Há espaço para as duas, alternadamente. O teatro neste momento está ocupando o meu espaço todo, porque o monólogo é uma coisa que exige muito do artista que tem estado de concentração, mesmo do ponto de vista físico muito bem preparado para enfrentar aquela uma hora e pouco de contacto intenso com a plateia. Assim que houver um tempo no próximo ano eu pretendo voltar à televisão, vai depender simplesmente que me seja proposto um bom projecto, mas a televisão tem um espaço muito grande e importante na minha vida. A televisão é uma vitrine indispensável para qualquer artista que faz a sua pesquisa, o seu reabastecimento no teatro, ele precisa também da televisão para atingir públicos maiores, e dar maior abrangência no seu trabalho.
É também uma compensação, de certa forma?
É, exactamente.


A escolha da sua filha pela mesma profissão é algo que a satisfaz? Como se sentiu quando actuou com a sua própria filha?
Eu fui percebendo que a Gabriela era actriz muito cedo, quando ela tinha 3 ou 4 anos e senti que era uma coisa muito forte nela e que não havia muito a fazer em relação a isso. É uma opção que nasceu com ela e era um talento nato, porque tenho outros dois filhos que nunca demostraram interesse nesta profissão. A ponto de me acompanhar em tudo o que eu fazia, com alegria, com prazer, sem se chatiar ou aborrecer, como os outros faziam. Então a Gabriela é actriz, e é muito bom trabalhar com ela. É muito extremamente apaixonada pelo que faz, é uma menina muito disciplinada, muito séria que se tem preparado para a profissão de actriz da melhor maneira possível, procurando sempre se actualizar em cursos, workshops, buscando aulas com os melhores mestres, não só no Brasil, as no exterior também. Por isso, trabalhar com ela é uma alegria, até porque que somos mãe e filha e isso é inseparável da nossa condição de actriz e está sempre presente, e nos damos também muito bem como mãe e filha. O que não é obrigatório, mas no nosso caso acontece e considero que é uma benção mesmo.

Pretende que a sua filha siga uma carreira internacional, hoje em dia os actores brasileiros começam a tentar explorar o cinema de Hollywood, é também um desejo dela?
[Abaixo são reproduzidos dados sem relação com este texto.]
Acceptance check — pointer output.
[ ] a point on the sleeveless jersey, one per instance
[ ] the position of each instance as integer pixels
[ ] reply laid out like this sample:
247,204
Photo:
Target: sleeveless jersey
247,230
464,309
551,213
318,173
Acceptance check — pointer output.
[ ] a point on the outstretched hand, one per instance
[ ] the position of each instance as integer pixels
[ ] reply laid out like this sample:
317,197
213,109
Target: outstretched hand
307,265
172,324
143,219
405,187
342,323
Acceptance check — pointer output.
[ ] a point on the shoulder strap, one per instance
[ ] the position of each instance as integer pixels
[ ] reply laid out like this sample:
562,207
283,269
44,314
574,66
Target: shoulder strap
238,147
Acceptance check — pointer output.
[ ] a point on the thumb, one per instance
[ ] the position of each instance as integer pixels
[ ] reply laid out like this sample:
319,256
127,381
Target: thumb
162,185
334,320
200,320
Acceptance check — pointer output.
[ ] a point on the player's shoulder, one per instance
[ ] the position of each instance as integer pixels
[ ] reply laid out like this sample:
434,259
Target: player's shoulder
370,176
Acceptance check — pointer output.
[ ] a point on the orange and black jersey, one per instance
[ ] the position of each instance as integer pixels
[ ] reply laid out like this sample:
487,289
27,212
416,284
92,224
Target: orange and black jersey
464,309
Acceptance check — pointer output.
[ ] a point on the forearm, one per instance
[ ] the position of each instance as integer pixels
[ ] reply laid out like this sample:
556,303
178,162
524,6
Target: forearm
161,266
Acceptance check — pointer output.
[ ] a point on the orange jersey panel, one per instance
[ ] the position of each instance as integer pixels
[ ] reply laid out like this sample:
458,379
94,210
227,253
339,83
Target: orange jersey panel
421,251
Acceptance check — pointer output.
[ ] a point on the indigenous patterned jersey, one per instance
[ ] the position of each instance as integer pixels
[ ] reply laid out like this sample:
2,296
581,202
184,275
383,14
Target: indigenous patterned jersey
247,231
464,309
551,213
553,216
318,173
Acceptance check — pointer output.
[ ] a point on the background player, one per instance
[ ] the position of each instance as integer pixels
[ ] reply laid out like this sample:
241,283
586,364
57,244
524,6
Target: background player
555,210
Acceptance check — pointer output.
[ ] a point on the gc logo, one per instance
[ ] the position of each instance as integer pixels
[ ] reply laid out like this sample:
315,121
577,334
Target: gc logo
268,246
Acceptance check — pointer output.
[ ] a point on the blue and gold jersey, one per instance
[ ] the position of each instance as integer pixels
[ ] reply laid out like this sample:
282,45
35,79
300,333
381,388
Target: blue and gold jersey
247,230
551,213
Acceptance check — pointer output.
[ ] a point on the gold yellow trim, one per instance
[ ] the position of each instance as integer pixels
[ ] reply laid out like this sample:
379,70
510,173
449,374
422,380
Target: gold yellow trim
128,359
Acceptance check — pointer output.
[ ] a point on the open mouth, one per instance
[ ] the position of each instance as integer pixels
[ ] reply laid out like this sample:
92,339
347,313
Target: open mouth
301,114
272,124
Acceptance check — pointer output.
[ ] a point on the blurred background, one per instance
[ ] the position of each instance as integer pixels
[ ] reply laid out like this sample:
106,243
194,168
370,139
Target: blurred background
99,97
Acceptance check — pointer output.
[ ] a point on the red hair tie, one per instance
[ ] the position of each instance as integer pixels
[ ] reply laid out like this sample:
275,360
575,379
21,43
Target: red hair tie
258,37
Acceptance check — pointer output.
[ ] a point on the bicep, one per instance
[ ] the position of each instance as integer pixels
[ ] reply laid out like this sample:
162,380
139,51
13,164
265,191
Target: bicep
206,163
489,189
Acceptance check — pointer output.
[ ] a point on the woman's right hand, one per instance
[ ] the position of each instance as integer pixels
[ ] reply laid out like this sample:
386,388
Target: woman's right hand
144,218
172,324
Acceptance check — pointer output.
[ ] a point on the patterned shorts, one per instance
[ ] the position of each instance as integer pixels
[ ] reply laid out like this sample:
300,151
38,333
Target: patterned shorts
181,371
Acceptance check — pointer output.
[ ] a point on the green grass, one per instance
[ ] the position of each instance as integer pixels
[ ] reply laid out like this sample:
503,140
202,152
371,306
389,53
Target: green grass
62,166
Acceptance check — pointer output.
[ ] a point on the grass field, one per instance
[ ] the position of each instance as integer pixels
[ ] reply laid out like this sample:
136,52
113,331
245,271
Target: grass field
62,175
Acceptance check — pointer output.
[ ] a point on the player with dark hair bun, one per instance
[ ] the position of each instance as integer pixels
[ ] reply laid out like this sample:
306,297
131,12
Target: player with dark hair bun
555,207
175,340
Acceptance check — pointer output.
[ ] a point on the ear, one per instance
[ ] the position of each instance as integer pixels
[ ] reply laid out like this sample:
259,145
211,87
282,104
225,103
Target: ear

Acho que sim, ela tem essa possibilidade e está aberta a isso. Mas na verdade a gente não trabalha nesse sentido. Trabalhamos para o nosso país, para a nossa cultura, sobre a nossa cultura, como ponto de partida, elemento de pesquisa. E se isso tiver um interesse e repercussão fora do Brasil isso é óptimo, se não, o nosso trabalho no próprio país já é de bom tamanho e já nos dá muita gratificação.